Tessian’s mission is to secure the human layer by empowering people to do their best work, without security getting in their way.
Whether it’s done to work from home (or outside of office house), to print something, or to get a second opinion from a spouse, most of us have sent “work stuff” to our personal email accounts. And, while we might think it’s harmless…it’s not.
At Tessian, we call these emails “unauthorized emails”.
These are emails sent to unauthorized, non-business contacts (personal email addresses or third-parties). While these emails could be innocuous, they could be an attempt to exfiltrate data.
In this article, we’ll explore the reasons why employees might send emails to personal accounts, why sending these emails can be problematic, and how security leaders can solve the problem.
Most of the time, employees send company data to their personal email addresses because they’re trying to get their job done and – well – it’s easier than the alternative.
Easier than accessing files through the corporate VPN, easier than digging out the randomly generated password to their work email for use at home, easier than printing off everything they need and taking it home with them. They send an email, go home, and the documents are ready and waiting.
Most of us can relate. 54% of employees say they’ll find a workaround if security policies or software make it difficult for them to do their job.
Unfortunately, there can be more nefarious reasons for sending company data to personal email accounts.
45% of employees say they’ve taken data with them before leaving or after being dismissed from a job.
Can you guess what the most common way of exfiltrating data is?
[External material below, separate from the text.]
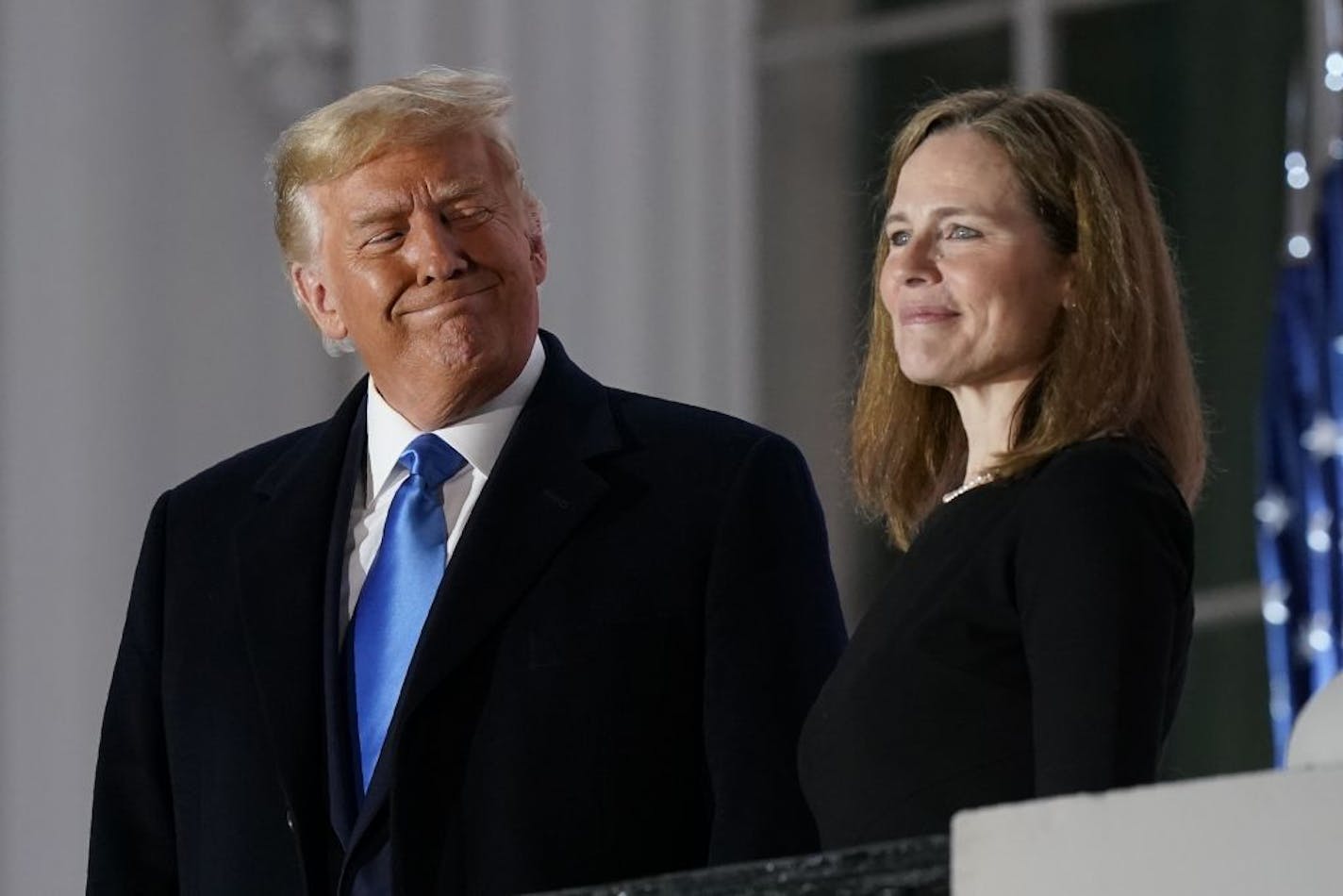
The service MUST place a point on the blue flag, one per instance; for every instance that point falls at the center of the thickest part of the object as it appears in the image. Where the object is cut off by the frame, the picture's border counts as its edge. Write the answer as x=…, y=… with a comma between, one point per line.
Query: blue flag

Email.
Looking for more information about insider threats? Check out these resources:
Whatever the reason, employees send a lot more unauthorized emails than security leaders currently estimate. How many? At least 27,500 a year in organizations with 1,000 employees.
Most organizations have policies in place explicitly saying that employees can’t email company data to personal email accounts. That’s not because every single email to a person results in a data loss incident or breach.
It’s because when it does result in a data loss incident or a breach, the consequences can be far-reaching.
Check out this real-world example: In early 2017, an airline employee sent a spreadsheet containing approximately 36,000 employee records home so his wife could help with a formatting problem.
Based on data from the Ponemon Institute, this single spreadsheet may have cost the company as much as $5.7m.
It’s important security leaders take a holistic approach to data loss prevention (DLP). We suggest you…
Make sure your employees know how to observe best data security practices and they understand how best to secure the data they work with, especially confidential data.
Top tip: Host refresher courses if necessary.
Try as much as possible to ensure that your employees don’t feel the need to send work to their personal emails.
Implement secure file storage platforms they can access from home (SharePoint, GSuite, etc) or a corporate VPN so they can securely access the company network from anywhere.
You need to strike that happy middle ground between “easy to use but insecure” and “airtight but really disruptive”.
Choose email security platforms that offer complete protection against unauthorized email before it becomes a problem, instead of being left scrambling for a solution in the aftermath.
Find a solution that tracks and logs attempts to send data to a personal email address, and use the metrics to open a conversation with employees about data protection.